Una pericolosa vulnerabilità si annida in OS X Yosemite. A scoprirla è stato un hacker svedese, che ha spiegato come il bug permetterebbe ad un malintenzionato di prendere il controllo del computer.

yosemite

Una pericolosa vulnerabilità si annida in OS X Yosemite. A scoprirla è stato un hacker svedese, che ha spiegato come il bug permetterebbe ad un malintenzionato di prendere il controllo del computer.

Emil Kvarnhammar dell’azienda Truesec ha definito la vulnerabilità “rootpipe” e ha spiegato come l’ha trovata e come è possibile proteggersi dai problemi che potrebbe creare.

Il bug permetterebbe ad un hacker di prendere il controllo di un Mac senza bisogno di conoscere la password di accesso al computer. Avendo il controllo root sul dispositivo, il malintenzionato avrebbe in mano il pieno controllo del sistema operativo.

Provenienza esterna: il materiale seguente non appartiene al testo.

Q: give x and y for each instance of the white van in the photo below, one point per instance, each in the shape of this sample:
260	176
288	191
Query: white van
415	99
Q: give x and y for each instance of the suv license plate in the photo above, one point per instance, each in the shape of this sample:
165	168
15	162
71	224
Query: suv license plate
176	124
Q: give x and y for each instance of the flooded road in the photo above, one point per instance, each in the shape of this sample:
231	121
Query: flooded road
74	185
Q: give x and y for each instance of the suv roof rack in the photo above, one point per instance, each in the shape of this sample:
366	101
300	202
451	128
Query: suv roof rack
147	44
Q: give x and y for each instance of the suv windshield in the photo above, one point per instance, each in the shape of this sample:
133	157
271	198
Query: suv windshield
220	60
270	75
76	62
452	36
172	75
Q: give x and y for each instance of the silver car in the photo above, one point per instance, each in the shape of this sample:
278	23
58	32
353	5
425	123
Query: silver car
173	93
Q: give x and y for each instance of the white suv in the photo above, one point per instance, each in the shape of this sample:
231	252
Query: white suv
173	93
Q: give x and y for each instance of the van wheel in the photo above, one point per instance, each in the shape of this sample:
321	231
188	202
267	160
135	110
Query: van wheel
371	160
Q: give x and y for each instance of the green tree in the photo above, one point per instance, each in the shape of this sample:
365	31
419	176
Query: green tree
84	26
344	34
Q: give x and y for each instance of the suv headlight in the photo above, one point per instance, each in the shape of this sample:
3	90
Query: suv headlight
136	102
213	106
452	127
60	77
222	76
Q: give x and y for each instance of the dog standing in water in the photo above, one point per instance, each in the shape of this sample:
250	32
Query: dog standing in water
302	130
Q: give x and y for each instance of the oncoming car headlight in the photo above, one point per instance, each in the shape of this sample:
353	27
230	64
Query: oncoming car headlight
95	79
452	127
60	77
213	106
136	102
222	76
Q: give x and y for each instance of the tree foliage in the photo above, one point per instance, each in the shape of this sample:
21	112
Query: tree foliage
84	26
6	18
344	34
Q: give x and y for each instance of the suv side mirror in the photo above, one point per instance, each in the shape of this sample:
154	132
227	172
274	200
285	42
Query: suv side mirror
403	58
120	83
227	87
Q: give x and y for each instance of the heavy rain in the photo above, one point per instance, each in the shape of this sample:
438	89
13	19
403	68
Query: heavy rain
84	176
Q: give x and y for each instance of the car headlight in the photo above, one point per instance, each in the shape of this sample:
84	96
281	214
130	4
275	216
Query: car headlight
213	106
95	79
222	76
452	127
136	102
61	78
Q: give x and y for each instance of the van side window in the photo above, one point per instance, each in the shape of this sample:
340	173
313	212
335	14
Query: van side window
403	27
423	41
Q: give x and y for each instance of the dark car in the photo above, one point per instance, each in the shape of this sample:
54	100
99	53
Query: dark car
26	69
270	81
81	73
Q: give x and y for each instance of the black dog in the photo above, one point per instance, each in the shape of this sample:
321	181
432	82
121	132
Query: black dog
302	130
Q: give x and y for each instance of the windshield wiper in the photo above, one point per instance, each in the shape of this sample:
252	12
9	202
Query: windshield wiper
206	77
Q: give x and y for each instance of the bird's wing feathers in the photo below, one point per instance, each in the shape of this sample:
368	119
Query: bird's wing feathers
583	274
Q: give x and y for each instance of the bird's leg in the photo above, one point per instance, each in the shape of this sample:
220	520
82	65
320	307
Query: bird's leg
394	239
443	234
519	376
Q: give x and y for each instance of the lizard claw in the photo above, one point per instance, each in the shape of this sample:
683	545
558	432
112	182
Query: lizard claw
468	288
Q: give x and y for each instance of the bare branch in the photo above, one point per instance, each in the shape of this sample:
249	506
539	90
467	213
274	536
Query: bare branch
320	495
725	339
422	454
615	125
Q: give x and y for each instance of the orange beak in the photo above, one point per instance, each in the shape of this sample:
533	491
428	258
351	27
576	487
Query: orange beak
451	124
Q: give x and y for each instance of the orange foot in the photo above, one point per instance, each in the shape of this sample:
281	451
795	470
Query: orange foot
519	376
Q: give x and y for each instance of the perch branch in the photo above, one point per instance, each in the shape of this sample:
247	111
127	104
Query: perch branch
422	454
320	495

Il problema è stato riscontrato nell’ultima versione di OS X, la 10.10 (Yosemite). Apple, spiega Kvarnhammar, non ha ancora risolto il bug, e per questa ragione Truesec non divulgherà i dettagli del bug (che sono invece stati forniti a Cupertino):

È cominciato tutto quando stavo preparandomi ad un paio diventi sulla sicurezza, uno a Stoccolma e uno a Malmö. Volevo mostrare una falla in OS X, ma ne sono state pubblicate molto poche. C’era qualche esempio sulla rete, ma l’ultima falla che sono riuscito a trovare risaliva alla versione 10.8.5 di OS X. Non riuscivo a trovare nulla di simile per OS X 10.9 o OS X 10.10. Ho cominciato a controllare le operazioni dell’amministratore e ho scoperto che è possibile creare una shell con i privilegi di Root. Il lavoro ha richiesto qualche giorno di analisi del codice binario per trovare la falla, ma sono stato sorpreso di esserci riuscito.

Kvarnhammar ha raccontato di avere scoperto la falla su OS X 10.8.5:

Ero spinto a continuare ad investigare. C’erano piccole differenze tra le versioni successive e OS X 10.8.5, ma l’architettura è sostanzialmente la stessa. Con poche modifiche sono stato in grado di sfruttare la stessa vulnerabilità anche nell’ultima versione, la 10.10.

Come proteggersi? Kvarnhammar suggerisce di non usare OS X con un account che abbia i privilegi di amministratore e aspettare che Apple risolva la falla. Proprio in queste ore è stata rilasciata agli sviluppatori una nuova beta di OS X Yosemite.